Si l'hiver pose un défi technique, il rend aussi les drones encore plus dangereux: la neige peut se transformer en piège mortel pour les troupes.

"Il est très facile de voir où quelqu'un a marché ou roulé, car les traces ressortent nettement dans la neige", relève le pilote au nom de guerre de Lafayette, de la bridage renommée Achilles.

Certains drones sont également équipés de caméras thermiques pour repérer la chaleur dégagée par les corps humains, plus visible en hiver.

"Ennemi insidieux" 

Les soldats souffrent également du froid, des deux côtés du front.

Plusieurs responsables militaires ukrainiens ont mentionné des périodes de baisse d'intensité d'assauts russes en janvier et février en raison du froid glacial.

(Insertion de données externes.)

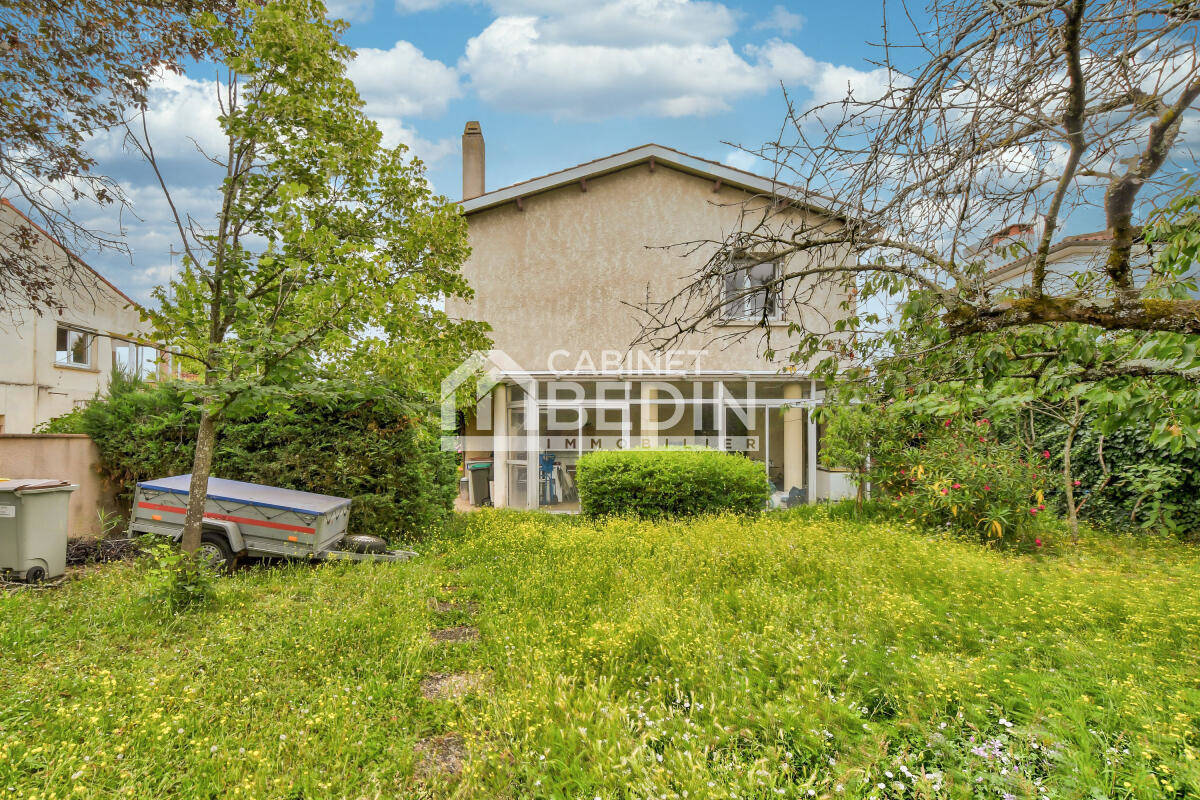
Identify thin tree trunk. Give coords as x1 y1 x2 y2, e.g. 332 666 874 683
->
180 398 217 553
1062 397 1084 542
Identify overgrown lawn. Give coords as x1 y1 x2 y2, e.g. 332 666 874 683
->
0 512 1200 800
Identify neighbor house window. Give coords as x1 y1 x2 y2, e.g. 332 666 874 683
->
113 339 160 380
54 325 95 367
725 259 779 320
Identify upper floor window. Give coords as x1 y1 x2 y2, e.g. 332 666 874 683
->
54 325 96 367
113 339 160 380
724 259 780 320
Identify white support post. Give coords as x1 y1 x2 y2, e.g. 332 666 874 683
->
636 380 659 447
492 384 509 509
805 381 821 503
782 383 812 497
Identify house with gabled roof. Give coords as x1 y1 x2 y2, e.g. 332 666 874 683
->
446 122 851 511
0 198 164 434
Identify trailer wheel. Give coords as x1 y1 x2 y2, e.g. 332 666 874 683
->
338 534 388 554
197 534 233 572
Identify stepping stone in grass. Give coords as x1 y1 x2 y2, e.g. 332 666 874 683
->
430 625 479 644
430 600 479 614
413 733 467 781
421 672 487 700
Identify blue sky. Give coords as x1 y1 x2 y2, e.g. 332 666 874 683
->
80 0 907 300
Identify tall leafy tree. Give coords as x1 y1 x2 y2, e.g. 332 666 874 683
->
131 0 469 551
641 0 1200 532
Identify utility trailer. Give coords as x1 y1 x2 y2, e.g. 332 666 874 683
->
130 474 416 567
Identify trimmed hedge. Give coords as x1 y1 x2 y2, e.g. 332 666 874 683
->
575 450 770 519
47 380 457 540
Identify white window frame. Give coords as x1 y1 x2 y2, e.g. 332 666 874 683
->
54 323 96 369
113 338 162 380
721 257 782 323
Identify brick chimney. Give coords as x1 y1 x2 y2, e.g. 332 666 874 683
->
462 120 484 200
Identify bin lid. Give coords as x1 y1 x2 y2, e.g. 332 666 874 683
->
0 477 74 492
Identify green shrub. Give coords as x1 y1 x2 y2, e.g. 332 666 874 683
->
576 450 770 518
871 415 1051 547
1042 417 1200 536
49 380 457 540
144 540 217 614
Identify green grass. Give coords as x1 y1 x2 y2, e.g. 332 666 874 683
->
0 512 1200 800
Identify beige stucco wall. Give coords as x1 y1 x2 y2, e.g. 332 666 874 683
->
0 434 116 536
0 204 144 433
448 163 840 372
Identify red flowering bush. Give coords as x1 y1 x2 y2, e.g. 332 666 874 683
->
871 414 1046 548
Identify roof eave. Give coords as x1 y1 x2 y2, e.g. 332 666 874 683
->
460 144 847 219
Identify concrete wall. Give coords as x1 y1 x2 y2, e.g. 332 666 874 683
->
0 204 144 433
448 163 841 372
0 433 116 536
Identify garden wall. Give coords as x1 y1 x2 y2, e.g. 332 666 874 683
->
0 433 116 536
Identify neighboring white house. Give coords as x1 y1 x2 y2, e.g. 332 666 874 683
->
448 122 852 511
0 198 163 433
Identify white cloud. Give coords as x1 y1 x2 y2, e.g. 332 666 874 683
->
349 41 462 118
458 0 887 118
458 17 762 116
91 72 226 158
325 0 374 23
537 0 737 47
396 0 455 9
725 150 762 173
754 6 804 36
376 118 458 164
746 38 888 104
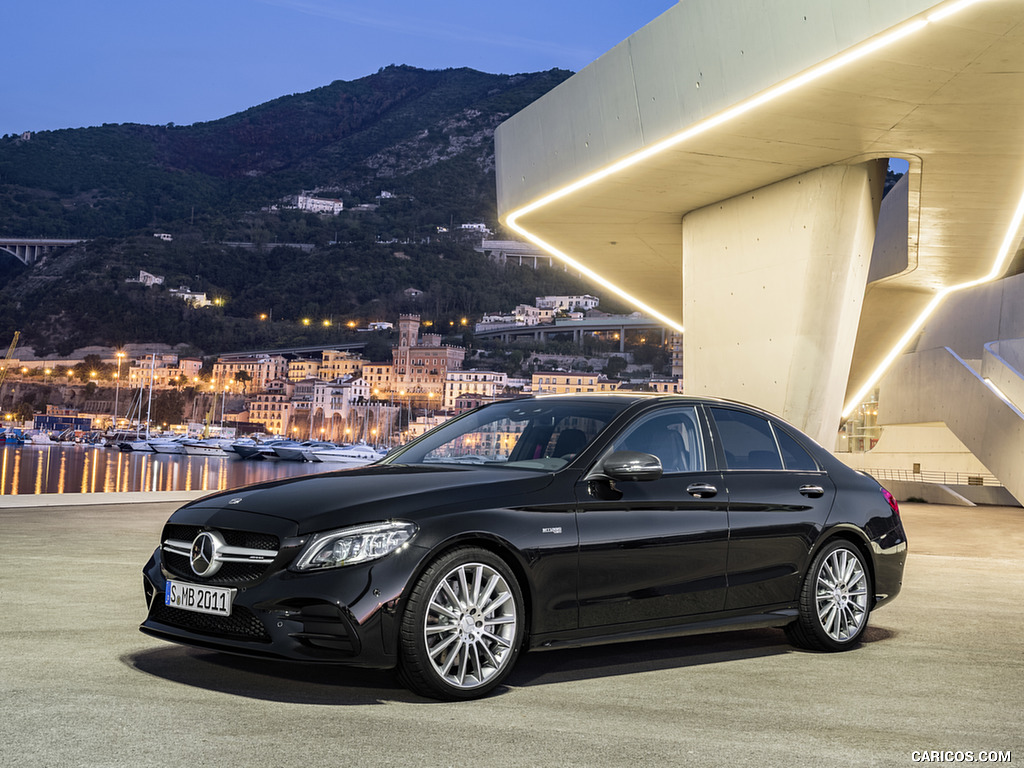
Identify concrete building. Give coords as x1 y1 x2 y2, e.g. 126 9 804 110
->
295 195 345 216
317 349 366 381
530 371 618 394
496 0 1024 505
249 379 295 435
443 369 509 411
390 314 466 408
534 294 601 312
127 354 203 389
213 354 289 392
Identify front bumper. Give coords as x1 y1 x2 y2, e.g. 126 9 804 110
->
139 550 409 669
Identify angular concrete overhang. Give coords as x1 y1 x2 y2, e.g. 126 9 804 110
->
496 0 1024 417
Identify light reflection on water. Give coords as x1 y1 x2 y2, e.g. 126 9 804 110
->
0 443 334 496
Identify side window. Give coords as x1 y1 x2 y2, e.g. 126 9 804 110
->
775 427 818 472
711 408 782 469
611 406 706 474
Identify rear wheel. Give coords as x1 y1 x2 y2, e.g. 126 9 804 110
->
398 547 524 699
785 541 871 651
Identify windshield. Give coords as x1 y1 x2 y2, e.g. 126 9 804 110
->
385 398 629 471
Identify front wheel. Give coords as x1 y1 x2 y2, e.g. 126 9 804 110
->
785 541 871 651
398 547 525 700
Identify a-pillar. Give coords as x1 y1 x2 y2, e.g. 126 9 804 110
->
682 161 885 449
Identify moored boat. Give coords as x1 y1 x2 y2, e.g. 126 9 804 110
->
313 442 386 467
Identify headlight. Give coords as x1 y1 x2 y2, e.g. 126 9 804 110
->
293 522 416 570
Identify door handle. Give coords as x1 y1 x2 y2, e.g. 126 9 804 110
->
686 482 718 499
800 485 825 499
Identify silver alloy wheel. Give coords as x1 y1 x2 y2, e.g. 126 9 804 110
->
815 548 867 643
423 562 518 689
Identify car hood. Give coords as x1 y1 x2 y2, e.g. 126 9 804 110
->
181 465 552 535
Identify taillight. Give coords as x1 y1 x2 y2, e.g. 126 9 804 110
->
879 485 899 517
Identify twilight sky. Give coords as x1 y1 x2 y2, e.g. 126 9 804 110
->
6 0 675 136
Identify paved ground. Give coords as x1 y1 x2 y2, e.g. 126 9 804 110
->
0 501 1024 768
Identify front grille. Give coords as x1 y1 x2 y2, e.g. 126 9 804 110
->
163 524 281 585
164 550 270 584
150 600 270 643
164 524 281 550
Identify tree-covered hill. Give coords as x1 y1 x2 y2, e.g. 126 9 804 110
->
0 67 569 238
0 67 630 353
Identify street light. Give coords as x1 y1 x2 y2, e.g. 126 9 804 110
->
114 352 125 429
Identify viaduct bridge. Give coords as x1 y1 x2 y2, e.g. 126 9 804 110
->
0 238 83 266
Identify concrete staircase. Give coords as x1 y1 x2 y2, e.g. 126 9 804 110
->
879 339 1024 501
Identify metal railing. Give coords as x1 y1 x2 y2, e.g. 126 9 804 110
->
864 468 1002 487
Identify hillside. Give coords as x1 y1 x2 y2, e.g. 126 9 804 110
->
0 67 622 353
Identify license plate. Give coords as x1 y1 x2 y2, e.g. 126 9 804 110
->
164 580 234 616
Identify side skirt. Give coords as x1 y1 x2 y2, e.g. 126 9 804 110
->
528 608 798 650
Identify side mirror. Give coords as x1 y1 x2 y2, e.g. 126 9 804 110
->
597 451 663 480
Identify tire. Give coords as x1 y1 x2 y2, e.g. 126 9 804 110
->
398 547 525 700
785 540 873 651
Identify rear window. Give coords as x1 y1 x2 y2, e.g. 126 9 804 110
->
711 408 782 469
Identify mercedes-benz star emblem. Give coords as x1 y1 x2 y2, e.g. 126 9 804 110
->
189 530 224 577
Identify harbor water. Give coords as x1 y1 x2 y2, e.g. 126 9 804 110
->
0 443 327 496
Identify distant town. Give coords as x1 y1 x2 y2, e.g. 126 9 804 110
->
6 290 682 445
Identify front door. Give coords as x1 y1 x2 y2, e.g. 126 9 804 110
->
577 407 729 627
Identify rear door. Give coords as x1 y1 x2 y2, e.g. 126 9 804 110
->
709 407 836 610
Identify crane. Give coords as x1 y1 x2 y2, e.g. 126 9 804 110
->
0 331 22 387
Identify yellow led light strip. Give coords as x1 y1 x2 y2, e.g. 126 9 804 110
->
506 0 1024 418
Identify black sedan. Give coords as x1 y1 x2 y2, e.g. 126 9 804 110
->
140 394 906 699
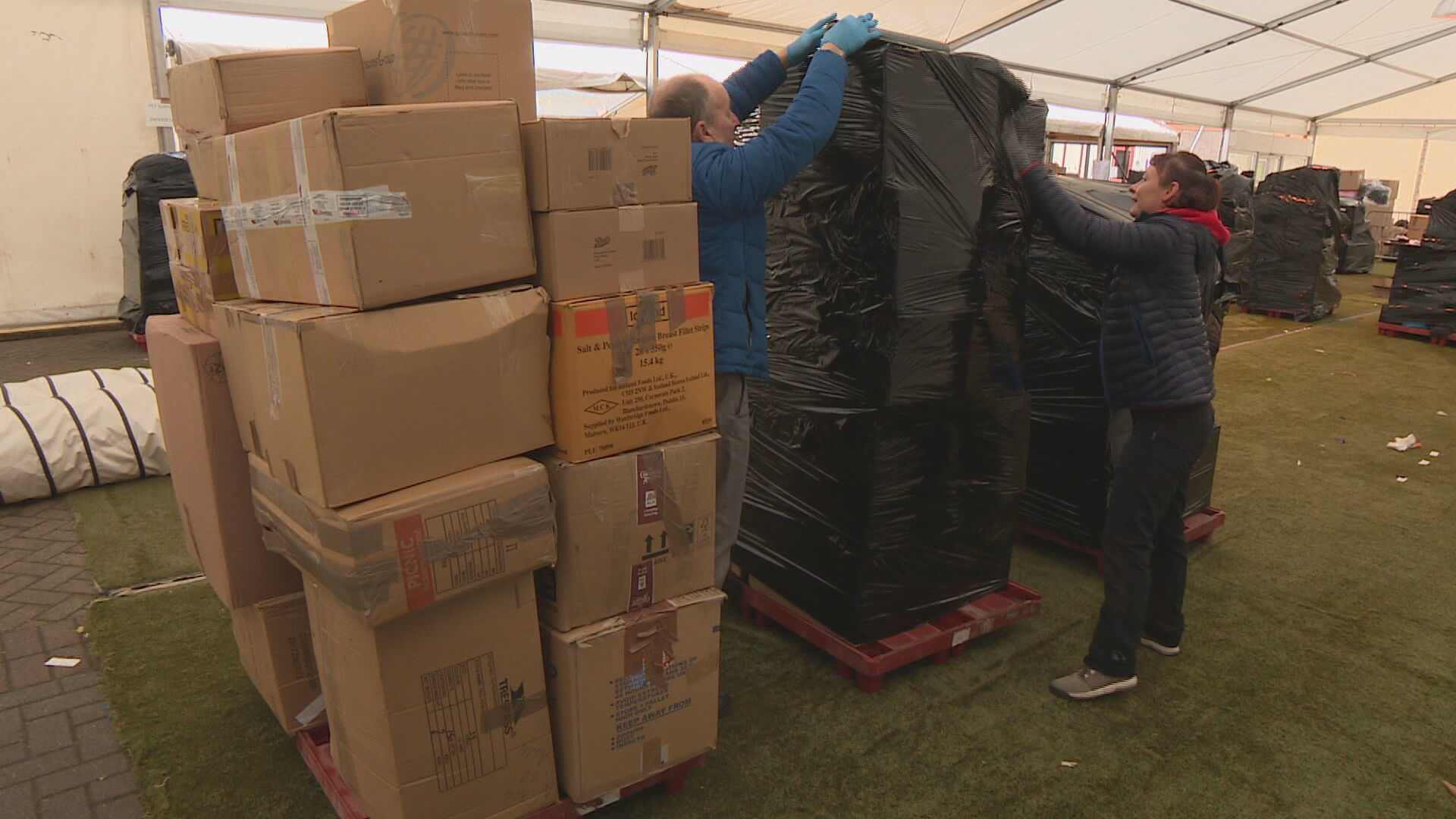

Lors d'une récente séance d'entraînement d'infanterie, l'AFP a vu des recrues ukrainiennes courir dans une neige épaisse, les couches de glace craquant sous leurs bottes.

"L'infanterie qui quitte (ses positions) est littéralement détruite parce qu'elle n'a nulle part où se cacher", témoigne Kolesso, un fantassin ukrainien de 31 ans.

Dans le froid, les blessures deviennent rapidement mortelles, car l'hypothermie affaiblit la capacité du corps à faire face aux traumatismes.

Les gelures aux membres sont aussi fréquentes, confirme Nastia, ambulancière au sein de la brigade Da Vinci Wolves, pour qui le froid est "un ennemi très insidieux" à ne pas sous-estimer.

"Les blessés ne meurent pas seulement à cause des éclats d'obus et des balles, ils meurent aussi à cause du froid", qui s'avère "un sombre compagnon", explique-t-elle.

Malgré ces risques, Nazariï n'a d'autre choix que de continuer à se battre et de veiller à ce que les drones ukrainiens restent en vol. "Nous sommes en guerre. Nous travaillons par tous les temps", tranche-t-il.